Product Context
Instagram Stories is a high-frequency surface where users quickly consume ephemeral content from accounts they follow and accounts Instagram may recommend. Design an end-to-end ML system that ranks Stories for each viewer when they open the Stories tray or advance to the next Story.
Scale
| Signal | Value |
|---|
| DAU | 600M Instagram users viewing Stories daily |
| Peak QPS | 2.0M Story ranking requests/sec globally |
| Active Story inventory | ~180M live Stories in a 24-hour window |
| New Stories/day | ~1.2B |
| Candidate set before ranking | 5K-20K per request |
| End-to-end p99 latency budget | 120ms |
Task
Design the recommendation system and explain the major tradeoffs. Address the following:
- Define the product objective, request types, and key functional/non-functional requirements.
- Size the system and propose a multi-stage architecture for retrieval, ranking, and re-ranking.
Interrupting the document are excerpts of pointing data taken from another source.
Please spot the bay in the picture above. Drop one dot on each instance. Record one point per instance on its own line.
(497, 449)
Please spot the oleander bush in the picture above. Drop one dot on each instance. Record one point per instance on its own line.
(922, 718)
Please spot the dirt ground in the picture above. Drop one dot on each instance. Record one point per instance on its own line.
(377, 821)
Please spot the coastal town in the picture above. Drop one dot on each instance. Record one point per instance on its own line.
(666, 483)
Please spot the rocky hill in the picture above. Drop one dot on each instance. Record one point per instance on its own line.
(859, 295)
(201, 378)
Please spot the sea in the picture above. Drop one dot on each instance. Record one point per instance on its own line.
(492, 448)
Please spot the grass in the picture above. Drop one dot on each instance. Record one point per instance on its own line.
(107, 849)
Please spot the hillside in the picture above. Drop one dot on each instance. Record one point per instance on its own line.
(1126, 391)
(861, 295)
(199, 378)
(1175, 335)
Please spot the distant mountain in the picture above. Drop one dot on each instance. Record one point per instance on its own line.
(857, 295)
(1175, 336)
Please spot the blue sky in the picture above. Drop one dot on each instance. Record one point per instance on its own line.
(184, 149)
- Choose models and features for each stage, including how you handle follow-graph signals, freshness, and cold start.
- Describe the online serving path versus offline training/data pipelines, including Meta-specific infrastructure assumptions where relevant.
- Define offline and online evaluation, experiment design, and rollout strategy.
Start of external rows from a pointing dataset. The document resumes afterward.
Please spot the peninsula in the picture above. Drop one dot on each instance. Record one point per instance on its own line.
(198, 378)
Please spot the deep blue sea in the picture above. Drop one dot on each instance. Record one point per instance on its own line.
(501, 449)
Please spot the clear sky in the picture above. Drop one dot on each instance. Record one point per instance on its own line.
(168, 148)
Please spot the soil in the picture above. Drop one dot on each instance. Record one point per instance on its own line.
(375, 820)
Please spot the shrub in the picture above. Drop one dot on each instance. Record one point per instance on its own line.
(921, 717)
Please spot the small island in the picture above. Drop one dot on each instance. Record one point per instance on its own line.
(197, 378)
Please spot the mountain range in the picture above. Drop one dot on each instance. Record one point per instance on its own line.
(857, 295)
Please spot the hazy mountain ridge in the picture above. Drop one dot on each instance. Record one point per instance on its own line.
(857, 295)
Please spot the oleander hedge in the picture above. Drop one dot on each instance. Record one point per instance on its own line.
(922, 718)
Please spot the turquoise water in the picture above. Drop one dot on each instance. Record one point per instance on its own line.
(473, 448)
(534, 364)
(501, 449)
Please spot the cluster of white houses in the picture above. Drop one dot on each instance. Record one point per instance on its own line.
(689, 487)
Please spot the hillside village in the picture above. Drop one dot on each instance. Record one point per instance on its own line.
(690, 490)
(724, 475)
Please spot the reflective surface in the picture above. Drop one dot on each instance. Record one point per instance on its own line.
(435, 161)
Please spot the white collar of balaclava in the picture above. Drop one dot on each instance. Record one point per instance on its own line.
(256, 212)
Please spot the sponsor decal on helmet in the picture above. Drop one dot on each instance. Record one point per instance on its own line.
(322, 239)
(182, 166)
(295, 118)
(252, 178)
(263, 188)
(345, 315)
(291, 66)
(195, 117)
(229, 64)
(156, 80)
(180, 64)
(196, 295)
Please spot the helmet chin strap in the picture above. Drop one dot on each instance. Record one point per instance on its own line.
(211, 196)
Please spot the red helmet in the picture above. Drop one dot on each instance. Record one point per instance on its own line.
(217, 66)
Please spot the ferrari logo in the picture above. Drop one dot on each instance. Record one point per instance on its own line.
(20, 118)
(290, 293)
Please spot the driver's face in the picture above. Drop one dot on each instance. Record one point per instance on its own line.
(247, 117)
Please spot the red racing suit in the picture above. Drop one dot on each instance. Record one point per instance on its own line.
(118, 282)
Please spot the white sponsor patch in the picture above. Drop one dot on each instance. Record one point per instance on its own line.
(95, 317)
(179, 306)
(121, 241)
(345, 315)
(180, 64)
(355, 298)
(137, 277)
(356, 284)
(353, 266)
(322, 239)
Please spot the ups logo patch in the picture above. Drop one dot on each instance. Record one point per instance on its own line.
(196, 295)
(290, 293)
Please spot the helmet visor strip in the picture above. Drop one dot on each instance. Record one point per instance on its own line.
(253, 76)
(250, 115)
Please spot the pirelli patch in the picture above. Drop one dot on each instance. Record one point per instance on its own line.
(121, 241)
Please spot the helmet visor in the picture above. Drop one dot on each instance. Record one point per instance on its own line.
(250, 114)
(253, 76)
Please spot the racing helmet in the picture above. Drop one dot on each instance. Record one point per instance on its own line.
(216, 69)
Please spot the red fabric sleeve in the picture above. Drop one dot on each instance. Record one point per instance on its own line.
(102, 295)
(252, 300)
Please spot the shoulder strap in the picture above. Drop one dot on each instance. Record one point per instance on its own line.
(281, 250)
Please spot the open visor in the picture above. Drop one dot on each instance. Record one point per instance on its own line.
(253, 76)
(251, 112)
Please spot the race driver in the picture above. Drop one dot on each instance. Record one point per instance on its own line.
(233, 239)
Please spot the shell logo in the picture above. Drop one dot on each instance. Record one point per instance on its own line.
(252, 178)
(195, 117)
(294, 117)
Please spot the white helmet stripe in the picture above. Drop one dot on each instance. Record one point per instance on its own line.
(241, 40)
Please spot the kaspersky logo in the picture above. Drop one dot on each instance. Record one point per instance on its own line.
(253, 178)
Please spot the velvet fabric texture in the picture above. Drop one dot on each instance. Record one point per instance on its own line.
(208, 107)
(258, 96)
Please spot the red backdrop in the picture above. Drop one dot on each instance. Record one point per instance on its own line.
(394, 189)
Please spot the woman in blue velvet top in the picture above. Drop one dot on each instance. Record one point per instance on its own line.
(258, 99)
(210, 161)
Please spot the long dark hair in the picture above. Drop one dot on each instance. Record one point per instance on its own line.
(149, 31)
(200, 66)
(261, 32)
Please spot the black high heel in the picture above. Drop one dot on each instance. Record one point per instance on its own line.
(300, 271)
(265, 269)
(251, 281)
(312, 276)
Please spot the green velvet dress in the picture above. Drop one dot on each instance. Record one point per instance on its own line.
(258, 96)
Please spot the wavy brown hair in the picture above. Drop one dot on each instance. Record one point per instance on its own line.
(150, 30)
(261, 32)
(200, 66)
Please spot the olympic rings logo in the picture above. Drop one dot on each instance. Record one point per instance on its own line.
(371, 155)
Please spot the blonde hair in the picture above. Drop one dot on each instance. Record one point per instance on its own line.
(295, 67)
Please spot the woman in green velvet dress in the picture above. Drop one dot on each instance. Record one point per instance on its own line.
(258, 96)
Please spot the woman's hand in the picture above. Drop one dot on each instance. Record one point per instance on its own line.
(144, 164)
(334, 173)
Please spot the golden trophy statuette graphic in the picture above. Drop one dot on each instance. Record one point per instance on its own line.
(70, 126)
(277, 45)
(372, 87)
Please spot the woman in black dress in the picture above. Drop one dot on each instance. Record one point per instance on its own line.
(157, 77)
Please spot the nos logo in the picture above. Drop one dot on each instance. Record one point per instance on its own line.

- Identify major failure modes such as feature drift, training-serving skew, stale content, and monitoring gaps.
Constraints
- Stories expire after 24 hours, so freshness matters more than long-tail historical content.
- The system must respect privacy, user blocks/mutes, integrity filters, and age/region policies before final ranking.
- Most requests happen in bursts during app opens, so tail latency and cache effectiveness are critical.
- Cost matters: the heaviest model cannot run over the full live Story inventory on every request.
- New users and new creators may have little interaction history, but the system must still produce a high-quality tray.